Basic Of Shell Scripting -Part 5

Basic Of Shell Scripting -Part 5

Pattern Search & Processing Commands :

There are multiple pattern search commands which help us for getting exact data from huge data. There are multiple commands which help the script to get output effectively.

  1. awk

  2. sed

  3. grep

  4. sort

  5. diff

AWK:Awk is mostly used for pattern scanning and processing. It searches one or more files to see if they contain lines that match the specified patterns and then performs the associated actions.
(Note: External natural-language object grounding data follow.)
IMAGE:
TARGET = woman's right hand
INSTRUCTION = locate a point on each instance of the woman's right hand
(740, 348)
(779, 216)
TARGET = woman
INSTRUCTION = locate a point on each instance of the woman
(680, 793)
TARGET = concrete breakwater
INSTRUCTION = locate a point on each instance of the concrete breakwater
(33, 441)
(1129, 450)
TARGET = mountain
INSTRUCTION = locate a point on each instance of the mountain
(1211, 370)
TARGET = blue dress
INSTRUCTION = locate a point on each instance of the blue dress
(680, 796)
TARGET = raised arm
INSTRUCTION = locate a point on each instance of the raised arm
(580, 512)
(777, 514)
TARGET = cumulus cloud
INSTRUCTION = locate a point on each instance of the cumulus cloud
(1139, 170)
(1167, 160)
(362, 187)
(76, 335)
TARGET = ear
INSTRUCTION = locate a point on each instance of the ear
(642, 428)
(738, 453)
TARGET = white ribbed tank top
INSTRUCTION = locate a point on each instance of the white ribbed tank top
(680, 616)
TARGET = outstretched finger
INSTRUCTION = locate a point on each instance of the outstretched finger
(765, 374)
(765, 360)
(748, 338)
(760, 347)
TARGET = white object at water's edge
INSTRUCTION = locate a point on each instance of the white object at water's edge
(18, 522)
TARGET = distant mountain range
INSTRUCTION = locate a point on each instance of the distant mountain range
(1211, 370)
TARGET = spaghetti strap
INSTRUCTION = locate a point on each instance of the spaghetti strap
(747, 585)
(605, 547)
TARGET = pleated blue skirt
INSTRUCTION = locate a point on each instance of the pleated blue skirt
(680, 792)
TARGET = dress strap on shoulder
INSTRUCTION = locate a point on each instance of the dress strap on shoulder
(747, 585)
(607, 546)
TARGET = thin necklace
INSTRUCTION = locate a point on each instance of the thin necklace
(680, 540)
  1. Awk is abbreviated from the names of the developers – Aho, Weinberger, and Kernighan.
    Syntax:

    1.      awk options 'selection _criteria {action }' input-file > output-file
      
       $cat > employee.txt 
       ajay manager account 45000
       sunil clerk account 25000
       varun manager sales 50000
       amit manager account 47000
       tarun peon sales 15000
       deepak clerk sales 23000
       sunil peon sales 13000
       satvik director purchase 80000
      
       $ awk '/manager/ {print}' employee.txt 
      
       ajay manager account 45000
       varun manager sales 50000
       amit manager account 47000
      

      In-Built Options in AWK :

      NR: NR command keeps a current count of the number of input records. Remember that records are usually lines. The Awk command performs the pattern/action statements once for each record in a file.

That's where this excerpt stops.